DURBAN – The single most controversial word in South African sport is transformation. It pricks at the conscience, just as readily it stokes the flames of injustice. 

It is as much a part of our sporting landscape as wors rolls, Oom in the stands and the gees.

Inevitably, when that word pops up, there are those who wonder how long it will take before it is not part of the conversation, when merit is the only criteria. 

It’s a serious question. At what point do you draw a line, and reckon that enough has been done, and everyone is on their own.

The general consensus is not yet. Not nearly yet. This week, in Dobsonville, Standard Bank became the latest corporate to throw their weight behind development, committing to grooming young talent, when they need the most assistance.

They joined the likes of Momentum, KFC, Audi and Sunfoil, in putting their considerable buck where their marketing mouths have been for years.

Transformation has never been about quotas at Under-19 and beyond level. The horse has often bolted by then.

True transformation is felt much earlier, especially in cricket. When families have to choose between supper for everyone else or providing bus fare for a budding talent to get to a compulsory practice, that is when the black talent drain begins.

So, when you see proper pitches and nets planted in townships and unfashionable suburbs, bringing access to the game closer than ever, that has to be a step in the right direction.

For a long time, corporate South Africa misunderstood what their role in transformation should be. Of course, they had to be involved. They had to be seen to be playing some sort of role in awakening the sleeping beast in the ‘hood’.
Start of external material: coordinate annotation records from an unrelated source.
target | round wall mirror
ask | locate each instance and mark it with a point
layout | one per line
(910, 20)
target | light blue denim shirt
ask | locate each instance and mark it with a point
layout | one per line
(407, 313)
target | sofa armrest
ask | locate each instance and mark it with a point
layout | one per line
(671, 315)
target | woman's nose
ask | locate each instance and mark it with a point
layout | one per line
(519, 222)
Often, the role they played was lip service, a thousand free T-shirts and water bottles at the gate, and a lucky draw for one family to come back next week for free.

It was well-meaning, but patronising, and did precious little to actually mobilise the talent that has slipped through so many sporting bodies’ hands.
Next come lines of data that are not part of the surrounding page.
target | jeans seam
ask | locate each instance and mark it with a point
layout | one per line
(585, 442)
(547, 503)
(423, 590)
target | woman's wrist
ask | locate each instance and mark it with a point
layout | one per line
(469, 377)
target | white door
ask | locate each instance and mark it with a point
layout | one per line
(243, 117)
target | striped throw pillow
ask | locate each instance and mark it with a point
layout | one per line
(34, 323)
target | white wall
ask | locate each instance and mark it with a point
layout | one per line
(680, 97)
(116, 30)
There have been many empty promises made in the past, too. 

Go and ask Makhaya Ntini about the high-profile brands that promised him all manner of assistance for the construction of his academy, but slipped away once the cameras had been switched off.

Now, however, there seems to be infinitely better cohesion. The cricket hubs that have mushroomed all around the land have changed he game, and are making a tangible differences on young cricketing lives.
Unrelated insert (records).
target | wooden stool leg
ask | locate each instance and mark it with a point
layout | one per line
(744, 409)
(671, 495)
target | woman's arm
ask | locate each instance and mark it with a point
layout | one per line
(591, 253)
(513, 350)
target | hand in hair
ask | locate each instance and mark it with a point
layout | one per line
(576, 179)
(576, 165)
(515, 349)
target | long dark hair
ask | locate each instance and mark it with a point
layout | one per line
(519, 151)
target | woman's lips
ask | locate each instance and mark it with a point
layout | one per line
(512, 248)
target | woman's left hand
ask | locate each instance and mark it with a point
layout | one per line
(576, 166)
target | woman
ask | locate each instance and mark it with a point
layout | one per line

In team sports, cricket has led the race in that sense, and the results are starting to pop up in the lower age-groups.

The goal, of course, is to turn those provincial junior caps into future professional players, who have a fighting chance at representing their country.

That is transformation; literally changing a young boy’s stars, and putting him on a path that transforms not just his life, but those of the people that matter most to him.

It’s taken over two decades for the proper structures to be put in place, but African time is better than never.

Commend those corporates who have rolled up their sleeves, and committed to doing their bit and then some for cricket which, besides golf, is the most financially challenging sport to commit to.

It is those initiatives – and commitment to them – that will ensure that transformation evolves from being a source of division to being one of unity, pride and purpose.

You’d like to hope that other sporting codes are paying attention.